Construction of climatology for strong gusts for Germany
Due to the local-scale traits of deep moist convection and the high amount of uncertainty concerning its boundary and starting conditions, numerical weather models are not able to predict or reproduce convective strong wind events with sufficient accuracy. On the other hand their characteristics cannot be deducted from measurement stations with the required spatial representatively. In this respect they are not included in the meteorological statistics of horizontal wind.
With the help of statistical analysis of available observations the general understanding of the connection between strong convective wind gust, precipitation induced downdraft and horizontal wind speed in the free atmosphere (jet maximum) is to be improved.
The goal hereby is the systematic approximation of the maximum speed of downdrafts and near-ground wind fields depending on the precipitation intensity, the drop spectrum, the type of thermic layering in the lower altitudes and the vertical profiles of temperature and moisture. Using different empirical methods on observation data, the maximum speed of gusts from different historical convective systems is to be determined, in order to produce an approximation for the probabilities of convective strong wind events with a high spatial resolution for Germany.

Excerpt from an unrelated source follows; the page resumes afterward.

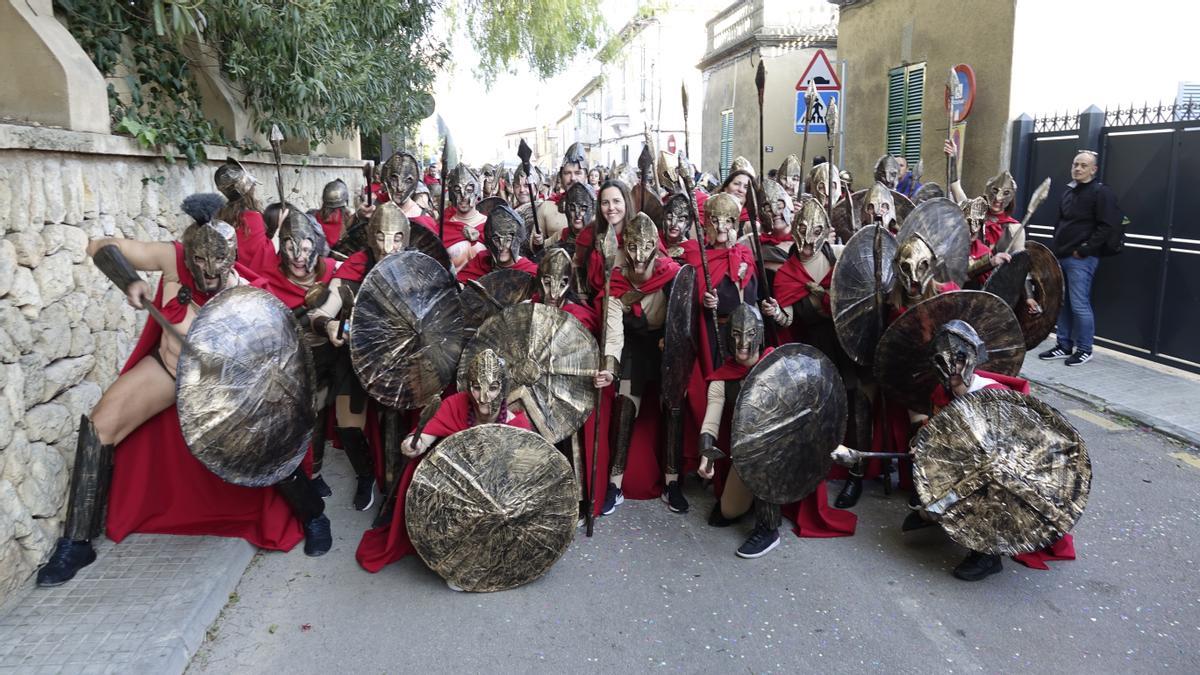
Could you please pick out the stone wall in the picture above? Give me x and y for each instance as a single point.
(65, 330)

In cooperation with the Institute for Hydromechanics (IfH) at KIT the amplification and the spreading of downdrafts at urban structures over several scales will be examined in more detail though observations in the wind tunnel. The goal is to improve the still insufficient understanding of the processes of downfall of wind gusts as well as the interaction of gusts with urban construction structures based on temporal and spatial high resolution studies and the coupling of different scales.